Overview

On This Page

Introduction

The platform supports the following standard Apache Spark APIs and custom extensions and APIs for working with data over the Spark engine:

  • Spark Datasets — you can consume and update data in the platform by using Apache Spark SQL Datasets/DataFrames. You can also extend the standard Spark DataFrames functionality by using the platform’s custom NoSQL Spark DataFrame data source. See Spark Datasets.

  • Spark Streaming API — you can use the platform’s Spark-Streaming Integration Scala API to map platform streams to Spark input streams, and then use the Apache Spark Streaming API to consume data and metadata from these streams. See Spark-Streaming Integration API.

Note that the platform’s NoSQL Web API extends the functionality provided by the Spark APIs and related platform extensions. This API supports various item update modes, conditional-update logic and the use of update expressions, and the ability to define counter attributes. For more information, see NoSQL Web API.

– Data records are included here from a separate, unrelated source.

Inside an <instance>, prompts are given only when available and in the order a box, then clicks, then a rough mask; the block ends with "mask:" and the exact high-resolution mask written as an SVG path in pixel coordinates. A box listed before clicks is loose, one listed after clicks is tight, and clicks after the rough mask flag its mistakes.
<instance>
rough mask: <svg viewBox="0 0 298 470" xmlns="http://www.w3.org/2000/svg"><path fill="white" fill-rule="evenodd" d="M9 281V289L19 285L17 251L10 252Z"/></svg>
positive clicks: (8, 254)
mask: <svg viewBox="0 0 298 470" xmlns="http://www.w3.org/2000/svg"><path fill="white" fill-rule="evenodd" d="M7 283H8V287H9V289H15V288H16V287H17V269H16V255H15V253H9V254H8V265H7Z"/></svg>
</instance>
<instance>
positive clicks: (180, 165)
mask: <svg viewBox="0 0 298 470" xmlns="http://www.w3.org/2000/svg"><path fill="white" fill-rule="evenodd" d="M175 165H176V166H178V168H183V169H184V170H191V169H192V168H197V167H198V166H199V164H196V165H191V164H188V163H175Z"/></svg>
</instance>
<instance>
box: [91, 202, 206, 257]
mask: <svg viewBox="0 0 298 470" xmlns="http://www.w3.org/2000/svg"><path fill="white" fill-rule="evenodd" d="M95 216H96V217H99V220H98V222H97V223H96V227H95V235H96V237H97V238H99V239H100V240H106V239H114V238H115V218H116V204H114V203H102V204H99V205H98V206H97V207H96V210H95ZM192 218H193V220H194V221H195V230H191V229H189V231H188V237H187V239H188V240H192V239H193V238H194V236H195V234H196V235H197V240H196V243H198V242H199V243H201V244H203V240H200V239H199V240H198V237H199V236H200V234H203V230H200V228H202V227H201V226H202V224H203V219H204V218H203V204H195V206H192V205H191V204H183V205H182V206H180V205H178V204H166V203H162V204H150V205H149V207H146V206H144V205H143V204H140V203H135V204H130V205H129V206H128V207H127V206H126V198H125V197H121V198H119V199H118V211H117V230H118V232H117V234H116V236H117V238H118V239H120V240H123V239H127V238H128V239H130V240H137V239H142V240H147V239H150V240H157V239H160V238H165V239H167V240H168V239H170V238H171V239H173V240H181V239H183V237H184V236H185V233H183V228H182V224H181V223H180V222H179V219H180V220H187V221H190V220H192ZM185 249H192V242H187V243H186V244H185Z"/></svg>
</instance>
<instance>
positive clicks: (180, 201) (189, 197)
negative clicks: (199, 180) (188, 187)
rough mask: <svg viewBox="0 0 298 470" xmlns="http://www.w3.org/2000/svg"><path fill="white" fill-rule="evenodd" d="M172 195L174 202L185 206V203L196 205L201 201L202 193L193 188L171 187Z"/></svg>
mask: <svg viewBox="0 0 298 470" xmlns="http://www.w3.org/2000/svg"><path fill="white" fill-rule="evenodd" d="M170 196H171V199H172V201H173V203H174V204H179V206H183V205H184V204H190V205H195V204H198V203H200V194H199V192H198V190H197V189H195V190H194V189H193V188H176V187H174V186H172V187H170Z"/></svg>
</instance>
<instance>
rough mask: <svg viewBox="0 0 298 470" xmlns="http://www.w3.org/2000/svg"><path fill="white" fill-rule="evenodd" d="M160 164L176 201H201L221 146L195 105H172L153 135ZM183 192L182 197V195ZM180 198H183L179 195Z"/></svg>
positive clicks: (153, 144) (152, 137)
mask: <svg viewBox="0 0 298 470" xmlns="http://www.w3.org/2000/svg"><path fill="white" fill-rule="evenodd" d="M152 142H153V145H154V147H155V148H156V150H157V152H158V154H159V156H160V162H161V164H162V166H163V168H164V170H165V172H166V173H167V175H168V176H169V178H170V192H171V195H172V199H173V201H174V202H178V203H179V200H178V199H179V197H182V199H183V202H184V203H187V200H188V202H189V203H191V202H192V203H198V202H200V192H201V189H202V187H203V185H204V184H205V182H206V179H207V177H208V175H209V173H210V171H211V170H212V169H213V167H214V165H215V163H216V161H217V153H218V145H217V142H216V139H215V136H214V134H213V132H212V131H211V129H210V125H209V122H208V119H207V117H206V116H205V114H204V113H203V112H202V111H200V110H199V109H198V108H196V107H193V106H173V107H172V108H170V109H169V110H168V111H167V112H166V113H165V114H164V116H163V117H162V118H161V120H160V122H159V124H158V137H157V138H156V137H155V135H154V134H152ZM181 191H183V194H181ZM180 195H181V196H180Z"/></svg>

You can run Spark jobs in the platform using standard industry tools. For example, you can run spark-submit from a web-based shell or Jupyter Notebook service, or run Spark jobs from a web notebook such as Jupyter Notebook or Zeppelin, provided the service is connected to a Spark service. All these platform interfaces have a predefined SPARK_HOME environment variable that maps to the Spark installation directory. The spark-installation binaries directory ($SPARK_HOME/bin) contains the required binaries and shell scripts for running Spark; this directory is included in the environment path ($PATH) to simplify execution from any directory. The installation also includes the required library files for using the platform’s Spark APIs and the built-in Spark examples.

Note
It’s good practice to create a Spark session at the start of the execution flow (for example, by calling SparkSession.builder and assigning the result to a spark variable) and stop the session at the end of the flow to release its resources (for example, by calling spark.stop()).

Running Spark Jobs with spark-submit

You can run Spark jobs by executing spark-submit from the UI of a web-based shell service or from a terminal or notebook in the UI of a Jupyter Notebook service, provided the service is connected to a Spark service. For detailed information about spark-submit, see the Submitting Applications Spark documentation. spark-submit is mapped to the location of the script ($SPARK_HOME/bin/spark-submit), so you can run spark-submit without specifying the path.

The master URL of the Spark cluster is preconfigured in the environments of the platform web-based shell and Jupyter Notebook services. Do not use the –master option to override this configuration.

The library files for the built-in Spark examples are found at $SPARK_HOME/examples/jars. You can run the following command, for example, to execute the SparkPi example, which calculates the value of pi:

spark-submit --class org.apache.spark.examples.SparkPi $SPARK_HOME/examples/jars/spark-examples*.jar 10

When the command succeeds, the output should contain the following line:

Pi is roughly 3.1432911432911435 

To refer spark-submit to your own Spark application or library (JAR) file, upload the file to one of your cluster’s data containers, and then specify the path to the file by using the v3io cluster data mount — /v3io/<container name>/<path to file>. For example, the following command runs a myapp.py Python application that is found in a pyspark_apps directory in the “bigdata” container:

spark-submit /v3io/bigdata/pyspark_apps/myapp.py

Running Spark Jobs from a Web Notebook

One way to run Spark jobs is from a web notebook for interactive analytics. The platform comes preinstalled with two open-source web-notebook applications — Jupyter Notebook and Apache Zeppelin (see Support and Certification Matrix and Application Services and Tools). For more information about these tools and how to use them to run Spark jobs, see the respective third-party product documentation.

Zeppelin Notes

When running Spark jobs from a Zeppelin notebook, note the following:

  • To use Spark, be sure to bind your Zeppelin note with the Spark interpreter. Upon opening a note, if you see a Settings | Interpreter binding section with a list of interpreters, starting with spark, optionally deselect interpreters that you don’t need and then scroll down to the end of the list and select Save.

  • In some versions of Zeppelin, such as version 0.8.0, the Spark interpreter (%spark) produces an “illegal start of definition” error for the standard multi-line Scala command syntax used in this documentation, whereby new lines begin with a period (‘.’). This is a known Zeppelin issue — see the ZEPPELIN-1620 Apache bug. You can bypass the error by doing any of the following:

    • Embed the paragraph code within curly braces ({...}). Note that this applies a local scope to the code.
    • Join multiple lines into a single line for each command.
    • Edit the code to move all start-of-line periods to the end of the previous lines.